Il Partenone, costruito tra il 447 e il 432 a.C. sotto Pericle, era il gioiello del complesso. I suoi fregi scolpiti narravano le grandi battaglie mitologiche: l'amazonomachia a ovest, la gigantomachia a est, la centauromachia a sud e la presa di Troia a nord — storie in cui Atena ebbe un ruolo decisivo.
La Statua di Atena Parthenos
All'interno del Partenone troneggiava una delle opere più celebri dell'antichità: l'Atena Parthenos, scolpita da Fidia. Alta dodici metri, realizzata in oro e avorio — tecnica detta crisoelefantina — raffigurava la dea in piedi, con l'elmo, con una Vittoria alata nella mano destra e lo scudo nella sinistra. La sua fama la fece annoverare tra le meraviglie del mondo antico.
Un'altra statua, l'Atena Promachos, si ergeva all'aperto sul terrazzo. Rivolta verso il mare, guidava simbolicamente i naviganti che intravedevano il riflesso della sua lancia dal largo. Questa immagine — la statua di fronte al mare, sentinella del mondo — avrebbe attraversato i secoli.
I Templi e la Mitologia
L'Acropoli non è dedicata solo ad Atena: concentra più culti. L'Eretteo, con le sue celebri Cariatidi, ospita la tomba leggendaria di Eretteo, re mitico di Atene, e l'olivo sacro che Atena fece spuntare dal suolo durante la sua disputa con Poseidone per la sovranità della città. Le due divinità si sfidarono: Poseidone fece sgorgare una sorgente d'acqua salata colpendo la roccia col tridente, ma Atena offrì l'ulivo nutrente — e gli ateniesi le dettero ragione.

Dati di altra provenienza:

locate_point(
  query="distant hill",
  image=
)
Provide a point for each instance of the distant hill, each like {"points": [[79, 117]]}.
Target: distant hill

La collina era anche protetta da antiche mura ciclopiche, eredità dell'età micenea. I greci dell'epoca classica consideravano questo sito inviolabile, uno spazio intermedio tra il mondo degli uomini e quello degli dèi olimpici.
In Saint Seiya
Il SantuarioIl Santuario dei Cavalieri in Saint Seiya è direttamente ispirato all'Acropoli. Come lei, si erge sulla cima di una collina che domina il Mar Egeo. Vi si accede salendo una lunga scalinata che conduce alle Dodici Case dello Zodiaco — disposte lungo il cammino verso il tempio supremo, proprio come i templi dell'Acropoli costellano la salita verso il Partenone.
Il tempio di Atena in cima al Santuario evoca il Partenone, e la statua della dea — rivolta verso il mare, vestita della sua armatura dorata — richiama l'Atena Promachos. Kurumada ha ripreso l'idea fondamentale del sito antico: un luogo consacrato a un'unica divinità, che riunisce più spazi sacri, accessibile solo dopo una faticosa ascesa.